* Currently reading: Jon Miller, "Spinoza and the a priori" Canadian Journal of Philosophy, vol. 34 (December 2004). (Can be found on Miller's website here.)
* Zuska has recently pointed out (here and here) a study that got a lot of attention in the media that drew general conclusions about both men and women even though it was based entirely on a study of men. As I've noted previously (and it is hardly a point original to me), this is precisely the type of case that shows how important it is to take seriously feminist examination of scientific practice. We know that men and women often have different results due to different physiology and development; we know that we can't automatically assume that a generalization about one sex applies to the other, since we've often been surprised by unexpected differences before; and yet people still think they can get away with generalizations from men to women (although almost no one generalizes in the opposite direction!). Perhaps the conclusions really are generalizable, perhaps they're not. We have no way of knowing until women are actually studied.
* My favorite country song, by a long shot, is "Please Come to Boston." This is the best version of it currently on YouTube.

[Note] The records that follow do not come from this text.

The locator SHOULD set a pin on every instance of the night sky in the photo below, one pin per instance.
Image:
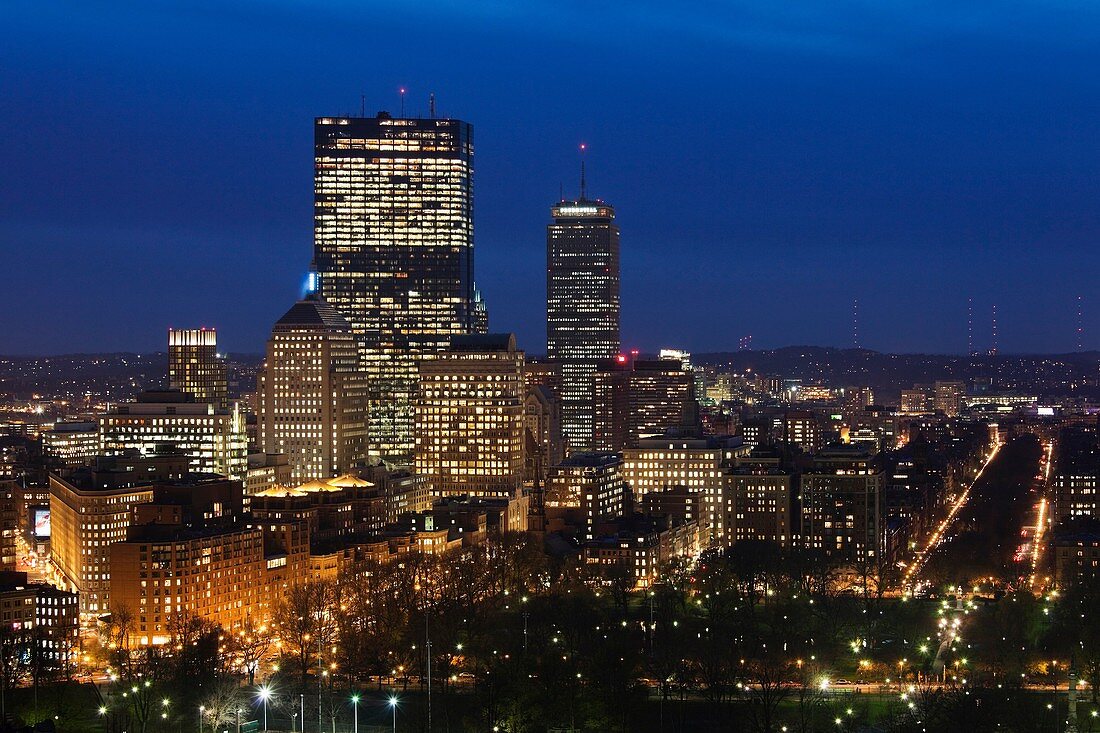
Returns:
(769, 162)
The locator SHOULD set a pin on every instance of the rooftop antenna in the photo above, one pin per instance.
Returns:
(855, 323)
(1080, 324)
(583, 186)
(992, 351)
(969, 327)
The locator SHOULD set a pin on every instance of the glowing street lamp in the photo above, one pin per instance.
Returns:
(265, 693)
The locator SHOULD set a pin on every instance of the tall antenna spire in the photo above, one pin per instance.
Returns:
(583, 185)
(1080, 324)
(992, 351)
(969, 327)
(855, 323)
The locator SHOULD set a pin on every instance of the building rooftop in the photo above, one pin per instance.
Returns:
(483, 342)
(312, 312)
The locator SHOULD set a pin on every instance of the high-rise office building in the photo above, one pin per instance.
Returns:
(842, 504)
(171, 420)
(393, 250)
(582, 305)
(312, 394)
(470, 417)
(638, 398)
(195, 367)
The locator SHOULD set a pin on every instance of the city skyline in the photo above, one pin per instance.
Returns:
(838, 165)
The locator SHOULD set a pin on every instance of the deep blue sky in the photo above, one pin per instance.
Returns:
(769, 161)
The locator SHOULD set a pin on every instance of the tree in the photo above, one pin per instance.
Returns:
(304, 622)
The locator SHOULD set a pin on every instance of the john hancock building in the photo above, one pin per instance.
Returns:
(393, 249)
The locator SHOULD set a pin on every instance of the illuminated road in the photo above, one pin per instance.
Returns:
(922, 557)
(1041, 520)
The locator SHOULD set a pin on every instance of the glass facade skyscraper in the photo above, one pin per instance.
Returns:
(582, 306)
(393, 248)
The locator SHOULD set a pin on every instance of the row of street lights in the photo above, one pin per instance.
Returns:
(264, 693)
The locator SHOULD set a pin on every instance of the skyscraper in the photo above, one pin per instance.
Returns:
(312, 395)
(195, 367)
(582, 305)
(393, 248)
(470, 417)
(640, 397)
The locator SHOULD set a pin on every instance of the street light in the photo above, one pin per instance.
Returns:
(265, 693)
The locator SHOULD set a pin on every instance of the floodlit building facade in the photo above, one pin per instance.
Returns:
(314, 397)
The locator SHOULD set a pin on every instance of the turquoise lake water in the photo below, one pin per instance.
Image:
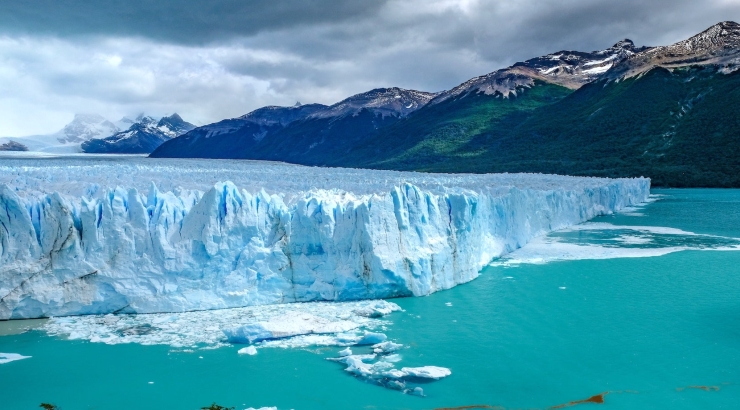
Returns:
(653, 332)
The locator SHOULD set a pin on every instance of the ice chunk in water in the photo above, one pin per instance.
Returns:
(427, 372)
(11, 357)
(287, 326)
(250, 350)
(371, 338)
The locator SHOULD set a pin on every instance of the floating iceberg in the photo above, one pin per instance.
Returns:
(205, 329)
(138, 235)
(287, 326)
(11, 357)
(250, 350)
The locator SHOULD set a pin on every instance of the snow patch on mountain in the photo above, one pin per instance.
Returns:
(381, 101)
(570, 69)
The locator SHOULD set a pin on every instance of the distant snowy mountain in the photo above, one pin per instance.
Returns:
(570, 69)
(311, 132)
(142, 137)
(718, 45)
(85, 127)
(13, 146)
(275, 115)
(67, 140)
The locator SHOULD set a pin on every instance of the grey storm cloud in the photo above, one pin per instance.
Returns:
(209, 60)
(179, 21)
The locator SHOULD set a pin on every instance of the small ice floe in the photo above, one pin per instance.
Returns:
(292, 325)
(427, 372)
(417, 391)
(371, 338)
(392, 358)
(250, 350)
(11, 357)
(286, 326)
(386, 347)
(377, 309)
(379, 368)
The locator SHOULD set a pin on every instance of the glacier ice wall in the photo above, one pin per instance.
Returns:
(68, 250)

* Arthur Brooks discusses the four major things that tend to be associated most closely with generous charitable giving: religion, skepticism about government's role in economic life, working for a living, and highly integrated families. (ht)
* Very excited: The SEP entry on Pierre Duhem, by Roger Ariew, is up.
* Koons reviews Rescher's book on presumptive reasoning.
* Doug Marlette, the cartoonist behind Kudzu, recently died at age 57 in an automobile accident. Marlette was also a Pulitzer-prize-winning (and often very controversial) editorial cartoonist. The Comics Curmudgeon, the blogosphere's snarky comics connoisseur, comments.